The EPA’s lawyers counter that a drafting error by lawmakers actually created separate amendments for that part of 111(d); one passed the House and the other by the Senate. When different versions of legislation are blended into a final document, such conflicts are supposed to be resolved. Yet both were in the bill passed by Congress and signed into law.
While the agency argues neither prohibits the carbon regulation it’s pursuing, the Senate amendment doesn’t contain any restrictions on double regulation.

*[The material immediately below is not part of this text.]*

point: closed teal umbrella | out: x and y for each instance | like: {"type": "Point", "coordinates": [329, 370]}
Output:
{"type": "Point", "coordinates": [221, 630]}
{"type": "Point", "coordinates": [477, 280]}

The House measure would only prohibit double regulation of specific pollutants, and doesn’t include a general prohibition on regulating power plants in two different areas, the EPA’s supporters say.
“This is the classic case where there is ambiguity that allows the agency to have a first crack at trying to resolve a conflict,” said Jody Freeman, a Harvard University law professor who supports the EPA’s position.
And the legal wranglings have one odd twist. Many of the states questioning the carbon rules have also taken a case to the Supreme Court arguing that the EPA failed to account for costs before issuing its mercury rule under section 112. If that rule gets tossed by the highest court, then it would remove the double regulation argument against the carbon plan.
The Supreme Court case was argued last month, and a decision will come in the next few months.
The case is In re: Murray Energy Corp., 14-1112, U.S. Court of Appeals, District of Columbia (Washington). A separate case, West Virginia v. EPA, 14-1146, was consolidated with it.